- Consensus estimate +160K
- Estimate range +30K to +300K
- January was +143K
- Private consensus +142K versus +111K prior
- Unemployment rate consensus estimate 4.0% versus 4.0% prior
- Prior unrounded unemployment rate 4.0113%
- Prior participation rate 62.6%
- Prior underemployment U6 7.5%
- Avg hourly earnings y/y exp +4.1% versus +4.1% prior
- Avg hourly earnings m/m exp +0.3% versus +0.5% prior
- Avg weekly hours exp 34.2 versus 34.1 prior
Numbers released so far this month:
- ADP report +77K versus +186K prior
- ISM services employment 53.9 vs 52.3 prior
- ISM manufacturing employment 47.6 vs 50.3 prior
- Challenger job cuts 172.02k vs 49.79k prior
- Philly employment +5.3 vs +11.9 prior
- Empire employment -3.6 vs +1.2 prior
- Initial jobless claims survey week 219K vs 215K prior
There have been some strong but conflicting messages ahead of this report and you can see that in the wide consensus estimate. The other numbers on February employment also show strong variation with big misses on ADP and manufacturing along with a jump in layoffs but that’s counteracted by a good services employment number.

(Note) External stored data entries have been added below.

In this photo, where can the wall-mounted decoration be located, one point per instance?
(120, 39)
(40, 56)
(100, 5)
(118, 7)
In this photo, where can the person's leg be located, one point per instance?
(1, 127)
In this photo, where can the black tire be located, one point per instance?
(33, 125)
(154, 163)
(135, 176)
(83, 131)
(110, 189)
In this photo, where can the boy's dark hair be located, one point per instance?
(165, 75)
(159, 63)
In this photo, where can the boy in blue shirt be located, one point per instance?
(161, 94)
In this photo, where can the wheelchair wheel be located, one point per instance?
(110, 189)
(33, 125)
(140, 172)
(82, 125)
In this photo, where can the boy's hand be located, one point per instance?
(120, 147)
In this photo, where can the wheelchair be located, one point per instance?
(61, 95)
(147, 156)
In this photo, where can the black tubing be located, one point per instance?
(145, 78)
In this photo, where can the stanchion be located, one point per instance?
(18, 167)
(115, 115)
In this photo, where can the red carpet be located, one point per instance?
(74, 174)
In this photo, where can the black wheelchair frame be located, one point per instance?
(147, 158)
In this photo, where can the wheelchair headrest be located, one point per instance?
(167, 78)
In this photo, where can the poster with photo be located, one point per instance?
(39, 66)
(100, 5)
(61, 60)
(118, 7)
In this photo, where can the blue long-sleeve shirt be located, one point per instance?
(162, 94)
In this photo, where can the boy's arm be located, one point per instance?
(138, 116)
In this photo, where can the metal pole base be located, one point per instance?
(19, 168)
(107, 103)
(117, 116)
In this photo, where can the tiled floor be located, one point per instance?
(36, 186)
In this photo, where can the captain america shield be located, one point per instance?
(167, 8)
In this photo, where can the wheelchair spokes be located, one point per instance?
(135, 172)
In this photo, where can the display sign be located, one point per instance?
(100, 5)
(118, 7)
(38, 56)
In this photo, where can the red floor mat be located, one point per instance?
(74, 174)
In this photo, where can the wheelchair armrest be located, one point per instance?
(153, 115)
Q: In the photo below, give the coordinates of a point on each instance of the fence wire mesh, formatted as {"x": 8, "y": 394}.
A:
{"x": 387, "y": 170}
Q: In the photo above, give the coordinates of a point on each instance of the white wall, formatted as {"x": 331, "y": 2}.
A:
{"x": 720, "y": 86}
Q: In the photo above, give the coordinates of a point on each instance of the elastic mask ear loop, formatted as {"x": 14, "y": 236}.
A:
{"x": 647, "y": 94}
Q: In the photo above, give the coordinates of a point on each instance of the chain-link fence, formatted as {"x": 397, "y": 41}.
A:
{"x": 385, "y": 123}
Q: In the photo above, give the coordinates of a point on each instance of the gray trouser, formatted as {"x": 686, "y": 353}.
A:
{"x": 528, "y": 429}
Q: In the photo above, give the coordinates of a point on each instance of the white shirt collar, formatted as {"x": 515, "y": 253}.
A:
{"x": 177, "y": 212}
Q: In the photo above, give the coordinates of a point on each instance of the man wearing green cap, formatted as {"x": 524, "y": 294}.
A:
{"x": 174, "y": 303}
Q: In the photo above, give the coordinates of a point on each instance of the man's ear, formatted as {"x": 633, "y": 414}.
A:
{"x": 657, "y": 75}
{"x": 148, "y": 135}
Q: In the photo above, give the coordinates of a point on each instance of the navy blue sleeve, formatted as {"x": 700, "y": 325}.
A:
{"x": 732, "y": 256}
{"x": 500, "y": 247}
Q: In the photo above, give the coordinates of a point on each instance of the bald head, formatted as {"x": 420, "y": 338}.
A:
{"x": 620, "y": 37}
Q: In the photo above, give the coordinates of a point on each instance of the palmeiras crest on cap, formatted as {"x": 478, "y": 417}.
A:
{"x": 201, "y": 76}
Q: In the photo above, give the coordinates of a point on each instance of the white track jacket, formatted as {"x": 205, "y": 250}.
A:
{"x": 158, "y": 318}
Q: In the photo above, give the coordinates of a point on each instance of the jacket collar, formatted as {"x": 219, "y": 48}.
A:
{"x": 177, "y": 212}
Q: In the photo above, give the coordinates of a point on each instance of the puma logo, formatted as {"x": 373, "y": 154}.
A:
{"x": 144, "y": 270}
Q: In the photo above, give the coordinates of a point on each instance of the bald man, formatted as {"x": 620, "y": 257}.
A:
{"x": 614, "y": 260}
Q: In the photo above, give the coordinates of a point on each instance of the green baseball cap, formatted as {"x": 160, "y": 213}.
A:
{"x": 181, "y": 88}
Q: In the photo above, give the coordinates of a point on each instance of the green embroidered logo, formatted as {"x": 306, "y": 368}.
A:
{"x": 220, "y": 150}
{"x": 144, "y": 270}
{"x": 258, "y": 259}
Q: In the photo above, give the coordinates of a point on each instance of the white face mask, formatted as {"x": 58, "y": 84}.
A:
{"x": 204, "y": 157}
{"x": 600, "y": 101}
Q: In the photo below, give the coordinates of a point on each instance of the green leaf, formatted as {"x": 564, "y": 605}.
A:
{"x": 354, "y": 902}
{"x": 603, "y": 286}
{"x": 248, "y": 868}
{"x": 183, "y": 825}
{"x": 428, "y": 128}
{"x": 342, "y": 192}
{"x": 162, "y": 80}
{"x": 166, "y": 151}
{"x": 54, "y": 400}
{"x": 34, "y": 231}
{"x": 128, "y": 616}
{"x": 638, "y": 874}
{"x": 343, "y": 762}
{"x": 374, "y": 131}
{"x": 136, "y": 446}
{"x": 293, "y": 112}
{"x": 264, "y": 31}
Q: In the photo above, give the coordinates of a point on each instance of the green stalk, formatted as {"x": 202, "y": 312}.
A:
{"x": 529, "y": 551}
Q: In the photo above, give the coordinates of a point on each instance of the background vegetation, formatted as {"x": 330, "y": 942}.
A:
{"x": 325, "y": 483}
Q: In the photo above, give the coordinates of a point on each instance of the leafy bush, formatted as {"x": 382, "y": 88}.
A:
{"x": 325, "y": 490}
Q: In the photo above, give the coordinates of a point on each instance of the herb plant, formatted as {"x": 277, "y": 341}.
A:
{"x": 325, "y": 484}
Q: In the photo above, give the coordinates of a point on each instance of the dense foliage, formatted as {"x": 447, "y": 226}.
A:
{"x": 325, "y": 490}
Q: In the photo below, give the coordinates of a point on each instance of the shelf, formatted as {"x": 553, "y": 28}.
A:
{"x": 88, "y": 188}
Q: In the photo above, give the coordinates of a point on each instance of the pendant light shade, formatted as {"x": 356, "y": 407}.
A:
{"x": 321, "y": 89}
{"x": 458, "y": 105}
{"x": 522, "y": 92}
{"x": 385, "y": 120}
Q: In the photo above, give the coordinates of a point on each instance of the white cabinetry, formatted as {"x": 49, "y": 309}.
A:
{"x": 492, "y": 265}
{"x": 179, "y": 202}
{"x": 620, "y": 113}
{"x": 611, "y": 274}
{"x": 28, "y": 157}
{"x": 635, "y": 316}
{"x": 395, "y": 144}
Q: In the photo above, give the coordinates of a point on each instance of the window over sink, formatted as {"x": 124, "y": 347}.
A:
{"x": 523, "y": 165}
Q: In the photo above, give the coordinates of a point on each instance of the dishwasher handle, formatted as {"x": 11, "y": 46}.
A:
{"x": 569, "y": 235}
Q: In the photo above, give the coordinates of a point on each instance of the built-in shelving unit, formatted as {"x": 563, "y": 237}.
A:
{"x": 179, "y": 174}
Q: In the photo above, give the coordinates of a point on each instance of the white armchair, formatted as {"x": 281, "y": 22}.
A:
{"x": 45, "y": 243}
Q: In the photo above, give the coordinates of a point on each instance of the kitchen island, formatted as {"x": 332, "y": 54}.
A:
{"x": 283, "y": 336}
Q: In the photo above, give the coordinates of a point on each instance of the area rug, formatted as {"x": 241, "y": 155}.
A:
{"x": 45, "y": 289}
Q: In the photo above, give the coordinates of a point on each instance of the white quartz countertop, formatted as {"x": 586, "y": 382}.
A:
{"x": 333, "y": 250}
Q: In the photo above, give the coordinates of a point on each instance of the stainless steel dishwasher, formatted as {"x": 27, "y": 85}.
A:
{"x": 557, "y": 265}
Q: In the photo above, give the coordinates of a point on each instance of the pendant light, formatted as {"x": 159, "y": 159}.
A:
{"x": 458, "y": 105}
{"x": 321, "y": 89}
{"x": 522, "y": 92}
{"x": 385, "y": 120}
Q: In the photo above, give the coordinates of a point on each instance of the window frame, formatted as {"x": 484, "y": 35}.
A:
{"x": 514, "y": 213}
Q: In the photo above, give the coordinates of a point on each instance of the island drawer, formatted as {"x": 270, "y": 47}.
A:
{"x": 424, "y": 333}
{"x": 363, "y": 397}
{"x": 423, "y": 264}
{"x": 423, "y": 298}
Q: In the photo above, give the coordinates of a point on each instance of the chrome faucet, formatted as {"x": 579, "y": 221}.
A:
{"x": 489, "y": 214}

There is good news on the seasonals according to BMO:
The headline payrolls print
is seasonally strong in February, coming in above estimates 73% of the time and
missing 27% of the time, by 69k and 121k, respectively, on average. 42% of previous
unemployment reads in February have been lower-than-expected, 35% have been
higher-than-estimates, and 23% have matched the consensus
After the release — particularly if it’s weak — market participants will be looking to the breakdown in public/private jobs for indications on whether any layoffs were concentrated there or in the real economy. If it’s all government job losses then the initial market reaction could quickly reverse.